I want to do exactly what Mark Cuban said. I want to be the best-performing salesman at my job. I want to take that experience to build my coaching business. I want to use my success to do consulting like I do coaching and have a lot of fun. I want to use my success to request more pay.
I want to learn how to master content creation. Build a social media presence. Build my connections. Get the reputation and respect that I’ve always felt I deserved.
The main conundrum I’ve been facing is this:
How much information do I give away?
If I give away tons of free information, what are they hiring me for?
If I give away free 30 minute sessions, does that mean I will never talk to them ever again?
After some meditation, I came up with the following thoughts:
I can give away everything
For focusing on their specific problem. The most difficult thing is not to come up with a solution it is to come up with a solution to the right problem (just like coaching)
No, I can always talk to them again. In fact, I can give away unlimited 30-minute sessions. However, it isn’t about the 30 minutes in the session that costs me a lot. It is the 30 minutes of research that I need to do before the call. It is the structure of writing out a plan for them that is costing me more.
I can always have more conversations with less prep or even more 30 minute conversations with them.
In the future, if they pay for consulting, they are paying me to invest more deeply into their solution. That means more research outside of the calls. That means more knowledge of their product and aligning my goals with theirs (just like in coaching).
If I wanted to sell educational products, the cost for me and the added value for them would be in the way I packaged the information. Not the information itself.

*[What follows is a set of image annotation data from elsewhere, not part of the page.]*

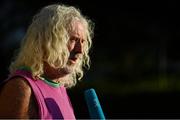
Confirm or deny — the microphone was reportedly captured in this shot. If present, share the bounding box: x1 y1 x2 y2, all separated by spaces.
84 88 105 119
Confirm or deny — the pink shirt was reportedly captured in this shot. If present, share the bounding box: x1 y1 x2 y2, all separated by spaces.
11 70 75 119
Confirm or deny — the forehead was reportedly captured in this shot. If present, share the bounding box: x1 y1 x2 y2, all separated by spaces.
69 20 85 38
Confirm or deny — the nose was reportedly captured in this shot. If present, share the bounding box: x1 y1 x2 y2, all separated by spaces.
74 40 82 53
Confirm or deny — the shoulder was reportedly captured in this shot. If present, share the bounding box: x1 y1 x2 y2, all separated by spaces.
0 77 31 95
0 77 32 118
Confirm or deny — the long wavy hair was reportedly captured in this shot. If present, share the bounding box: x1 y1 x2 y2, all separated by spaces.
9 4 94 87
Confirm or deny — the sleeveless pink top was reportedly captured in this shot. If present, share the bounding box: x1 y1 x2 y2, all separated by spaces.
9 70 75 119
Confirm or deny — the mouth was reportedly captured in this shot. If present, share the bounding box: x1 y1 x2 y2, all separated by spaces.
69 57 78 64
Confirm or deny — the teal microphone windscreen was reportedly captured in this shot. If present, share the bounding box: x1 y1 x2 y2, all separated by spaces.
84 88 105 119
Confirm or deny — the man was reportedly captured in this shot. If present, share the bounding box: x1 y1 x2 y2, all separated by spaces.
0 4 93 119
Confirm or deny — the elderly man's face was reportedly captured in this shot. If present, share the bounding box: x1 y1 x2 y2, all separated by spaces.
44 21 85 79
68 21 85 65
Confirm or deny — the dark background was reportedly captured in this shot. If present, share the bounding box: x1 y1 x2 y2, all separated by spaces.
0 0 180 119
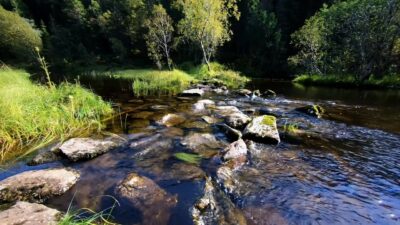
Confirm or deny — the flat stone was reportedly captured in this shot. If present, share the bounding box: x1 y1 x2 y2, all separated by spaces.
116 173 177 224
222 139 247 161
225 112 251 129
0 169 79 203
218 124 242 141
60 138 120 162
0 201 62 225
161 113 186 127
243 116 281 144
179 88 204 97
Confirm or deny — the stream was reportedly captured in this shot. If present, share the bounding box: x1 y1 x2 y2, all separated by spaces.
0 80 400 225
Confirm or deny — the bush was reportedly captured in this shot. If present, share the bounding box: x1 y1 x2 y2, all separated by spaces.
0 69 112 160
0 6 42 62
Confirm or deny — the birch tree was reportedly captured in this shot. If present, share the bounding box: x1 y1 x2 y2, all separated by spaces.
176 0 240 70
145 5 174 70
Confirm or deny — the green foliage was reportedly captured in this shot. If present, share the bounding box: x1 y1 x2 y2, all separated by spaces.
290 0 400 81
0 69 112 159
0 6 42 62
145 4 174 70
176 0 240 69
113 69 194 96
187 62 249 88
174 152 202 165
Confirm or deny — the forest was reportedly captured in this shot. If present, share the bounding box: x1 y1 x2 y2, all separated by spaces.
0 0 400 225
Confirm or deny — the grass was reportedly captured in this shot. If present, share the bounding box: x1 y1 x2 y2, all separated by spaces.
293 75 400 88
0 68 112 161
174 152 201 165
113 69 194 96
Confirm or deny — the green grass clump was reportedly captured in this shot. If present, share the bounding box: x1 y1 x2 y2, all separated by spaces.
174 152 201 165
0 69 112 160
185 62 249 88
262 115 276 126
293 75 400 88
113 69 194 96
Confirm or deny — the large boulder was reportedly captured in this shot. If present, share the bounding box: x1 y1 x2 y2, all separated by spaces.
296 105 325 118
117 173 177 225
243 115 281 144
225 112 251 129
60 138 121 162
161 113 186 127
0 169 79 203
0 201 62 225
179 88 204 97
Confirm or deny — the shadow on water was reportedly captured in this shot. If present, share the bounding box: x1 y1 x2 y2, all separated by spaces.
0 79 400 225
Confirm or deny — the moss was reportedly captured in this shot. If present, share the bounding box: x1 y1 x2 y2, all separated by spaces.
262 115 276 126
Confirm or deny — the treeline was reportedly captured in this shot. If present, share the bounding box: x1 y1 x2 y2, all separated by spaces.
0 0 400 79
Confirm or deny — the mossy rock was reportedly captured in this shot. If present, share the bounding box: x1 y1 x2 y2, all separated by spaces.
296 105 325 118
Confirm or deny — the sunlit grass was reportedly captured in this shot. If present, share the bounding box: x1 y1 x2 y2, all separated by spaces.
0 69 112 160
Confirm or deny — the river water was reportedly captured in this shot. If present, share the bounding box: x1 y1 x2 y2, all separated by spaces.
0 80 400 225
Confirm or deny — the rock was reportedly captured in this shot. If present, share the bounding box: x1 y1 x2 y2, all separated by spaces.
218 124 242 141
236 89 252 96
116 173 177 225
225 112 251 129
252 90 261 97
28 151 62 166
262 89 276 98
130 111 154 119
60 138 120 162
0 169 79 203
222 139 247 161
0 201 62 225
161 113 186 127
243 116 281 144
191 178 247 225
296 105 325 118
201 116 218 124
214 106 241 117
181 133 223 158
179 88 204 97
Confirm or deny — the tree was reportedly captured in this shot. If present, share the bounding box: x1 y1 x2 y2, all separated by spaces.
145 4 174 70
0 6 42 61
291 0 400 81
176 0 240 70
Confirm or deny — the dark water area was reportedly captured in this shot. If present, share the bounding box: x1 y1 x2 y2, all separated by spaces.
0 80 400 225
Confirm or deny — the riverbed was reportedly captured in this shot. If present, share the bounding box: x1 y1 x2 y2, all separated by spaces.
0 80 400 225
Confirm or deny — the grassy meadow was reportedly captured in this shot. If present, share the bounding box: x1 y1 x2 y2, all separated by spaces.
0 68 112 160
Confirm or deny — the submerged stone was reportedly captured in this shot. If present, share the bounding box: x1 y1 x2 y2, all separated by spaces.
179 88 204 97
116 173 177 225
0 169 80 203
296 105 325 118
60 138 121 162
243 116 280 144
161 113 186 127
0 201 62 225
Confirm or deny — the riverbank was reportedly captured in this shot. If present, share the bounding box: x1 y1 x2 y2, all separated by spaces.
293 74 400 89
0 69 113 161
73 62 249 97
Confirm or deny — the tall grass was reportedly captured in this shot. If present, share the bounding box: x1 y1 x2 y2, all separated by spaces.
114 69 194 96
293 74 400 88
0 68 112 160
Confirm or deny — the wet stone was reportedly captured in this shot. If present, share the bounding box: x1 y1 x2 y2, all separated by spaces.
60 138 121 162
225 112 251 129
243 116 280 144
161 113 186 127
116 173 177 225
0 201 62 225
0 169 80 203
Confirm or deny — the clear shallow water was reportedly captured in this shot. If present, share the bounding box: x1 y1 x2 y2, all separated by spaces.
0 81 400 225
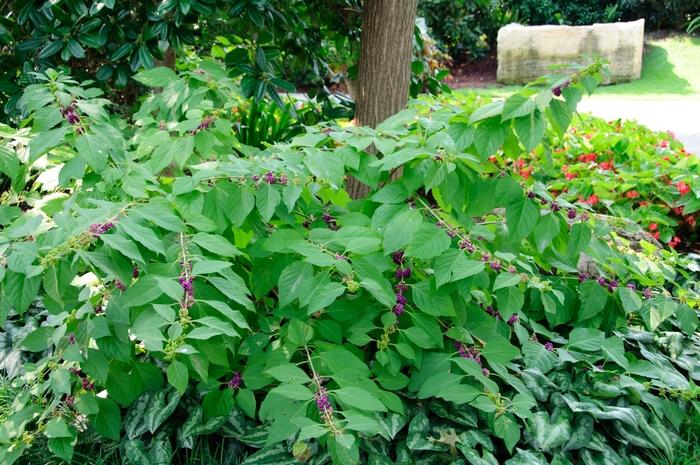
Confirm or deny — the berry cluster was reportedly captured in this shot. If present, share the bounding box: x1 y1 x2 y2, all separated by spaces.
177 257 194 308
391 250 411 316
61 103 82 127
192 116 216 136
314 386 333 418
88 221 115 237
455 341 489 376
228 372 243 389
552 80 571 97
68 368 95 391
321 212 340 231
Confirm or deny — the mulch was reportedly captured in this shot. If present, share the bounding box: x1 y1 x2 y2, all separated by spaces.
446 52 498 89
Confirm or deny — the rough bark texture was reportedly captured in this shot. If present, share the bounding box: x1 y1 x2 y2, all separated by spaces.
347 0 418 199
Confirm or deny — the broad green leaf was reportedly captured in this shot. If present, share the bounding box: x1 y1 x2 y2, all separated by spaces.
332 386 387 412
167 360 190 395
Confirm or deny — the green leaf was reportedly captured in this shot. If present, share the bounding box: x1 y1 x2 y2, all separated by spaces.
404 223 450 260
506 197 540 241
481 334 520 365
528 412 572 452
131 202 186 232
447 123 474 151
3 270 43 314
134 66 179 87
92 397 121 441
568 328 605 352
278 262 314 308
382 208 422 252
332 386 386 412
493 414 520 452
617 286 642 313
270 383 314 400
265 363 311 384
28 126 68 164
21 326 56 352
501 93 537 121
469 100 505 124
435 249 485 287
190 232 241 257
167 360 190 395
493 273 520 292
192 260 233 276
118 216 165 255
513 110 545 152
255 183 282 221
600 336 629 369
474 118 506 157
578 280 608 321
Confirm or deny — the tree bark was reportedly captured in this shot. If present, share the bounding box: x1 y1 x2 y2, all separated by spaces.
346 0 418 199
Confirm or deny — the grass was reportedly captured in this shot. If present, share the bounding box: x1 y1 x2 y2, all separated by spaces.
465 35 700 99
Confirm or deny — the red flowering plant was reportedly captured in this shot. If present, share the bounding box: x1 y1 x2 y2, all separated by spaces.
492 116 700 250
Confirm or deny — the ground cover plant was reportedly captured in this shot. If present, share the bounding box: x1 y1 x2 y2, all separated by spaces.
0 61 700 465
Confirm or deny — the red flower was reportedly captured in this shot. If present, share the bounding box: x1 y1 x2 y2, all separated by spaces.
676 181 690 195
584 194 598 205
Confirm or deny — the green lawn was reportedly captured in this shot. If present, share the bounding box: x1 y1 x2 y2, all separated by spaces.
464 36 700 99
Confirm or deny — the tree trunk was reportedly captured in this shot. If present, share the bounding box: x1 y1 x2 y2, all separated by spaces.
347 0 418 199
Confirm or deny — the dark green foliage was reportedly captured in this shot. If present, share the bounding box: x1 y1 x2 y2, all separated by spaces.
0 61 700 465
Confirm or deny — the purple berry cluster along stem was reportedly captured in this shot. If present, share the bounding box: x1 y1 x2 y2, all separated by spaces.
177 233 194 310
455 341 489 376
391 250 411 316
192 116 216 136
61 102 84 130
321 212 339 231
227 372 243 389
88 221 115 237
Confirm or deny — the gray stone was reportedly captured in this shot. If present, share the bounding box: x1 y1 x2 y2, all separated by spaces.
497 19 644 84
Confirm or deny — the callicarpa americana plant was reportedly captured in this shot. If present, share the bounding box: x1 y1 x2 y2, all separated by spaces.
0 62 700 465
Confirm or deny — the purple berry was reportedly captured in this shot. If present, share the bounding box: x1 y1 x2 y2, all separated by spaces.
228 372 243 389
391 250 404 265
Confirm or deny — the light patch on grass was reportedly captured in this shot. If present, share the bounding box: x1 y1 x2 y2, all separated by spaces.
456 35 700 100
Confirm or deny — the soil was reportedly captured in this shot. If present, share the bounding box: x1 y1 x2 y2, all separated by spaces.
446 52 498 89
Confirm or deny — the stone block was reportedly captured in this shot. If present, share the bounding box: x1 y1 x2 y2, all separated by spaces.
497 19 644 84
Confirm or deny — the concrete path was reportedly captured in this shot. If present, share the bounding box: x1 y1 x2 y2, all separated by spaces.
578 96 700 156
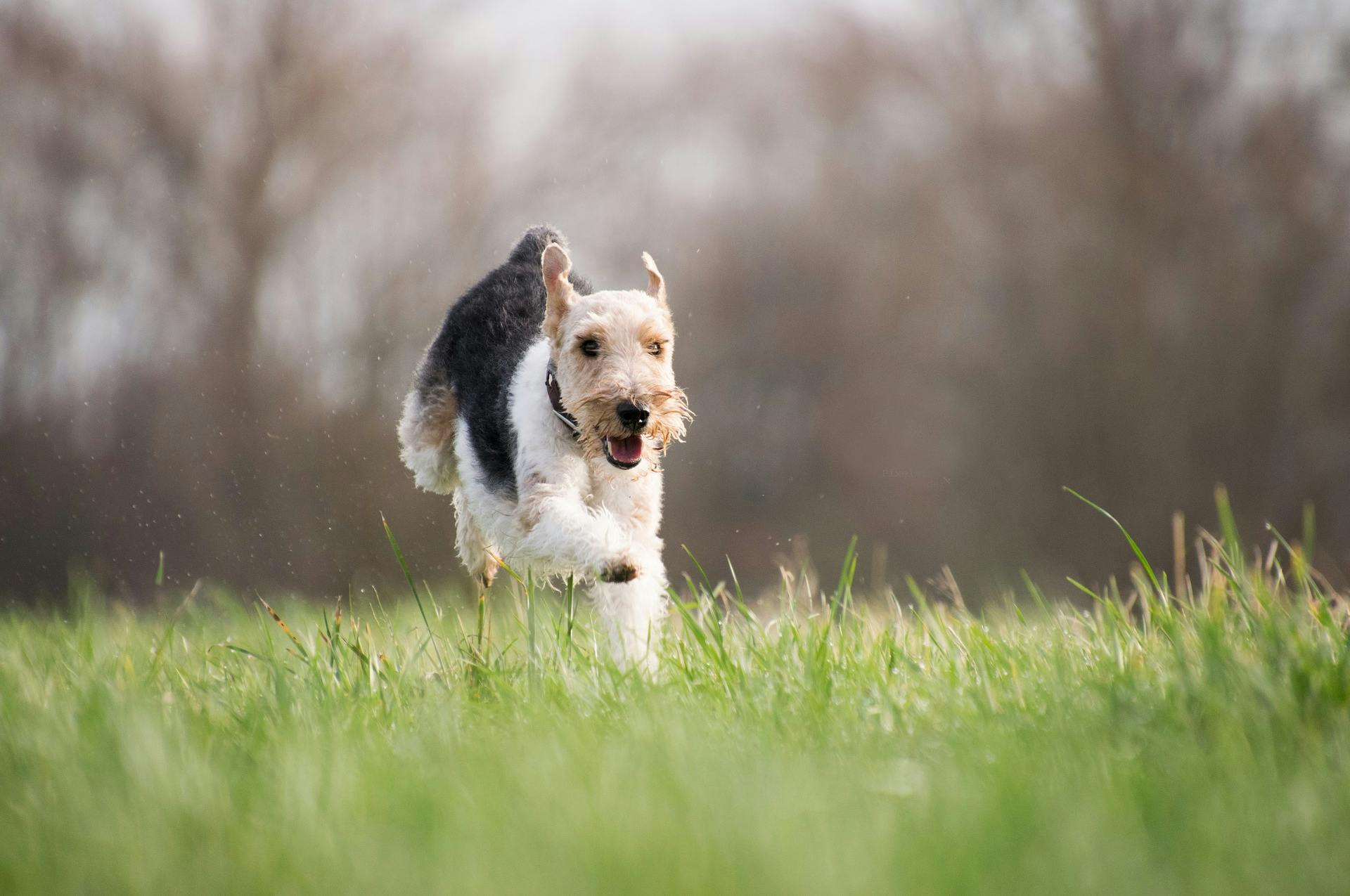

For example, a special website, platform, a book or an app.
There are three parts of a solving a problem:
Having the knowledge
Transferring it to someone
Using the knowledge to solve the problem
When you create free content, you are mostly some #1 and some #2. I use a lot of my current knowledge + a little research + some production (design, videography, writing).
When I get on random calls with people, it is a little #1 and a little #2. I’m using my current knowledge with no research, and trying my best to transfer it to someone on a call.
When I get on “free” high value calls with people, I’m doing some of #1 and some #2 and a tiny bit of #3. I do a lot of research, use my current knowledge, trying my best to transfer the knowledge, and might even implement a small deliverable (like a roadmap, plan, strategy, or diagnosis).
When I’m doing consulting for them, I’m doing a lot of #1 and a lot of #3 with some #2. I’m doing tons of research, using my own knowledge, leading the charge on actually solving the problem (either building it myself, finding the right solution to buy, or hiring the people needed to build it), and doing a bit of education.
When I’m selling an education solution, I am doing a lot of #1 and a lot of #2. I’m doing tons of research, and spending a lot of effort on transferring the knowledge.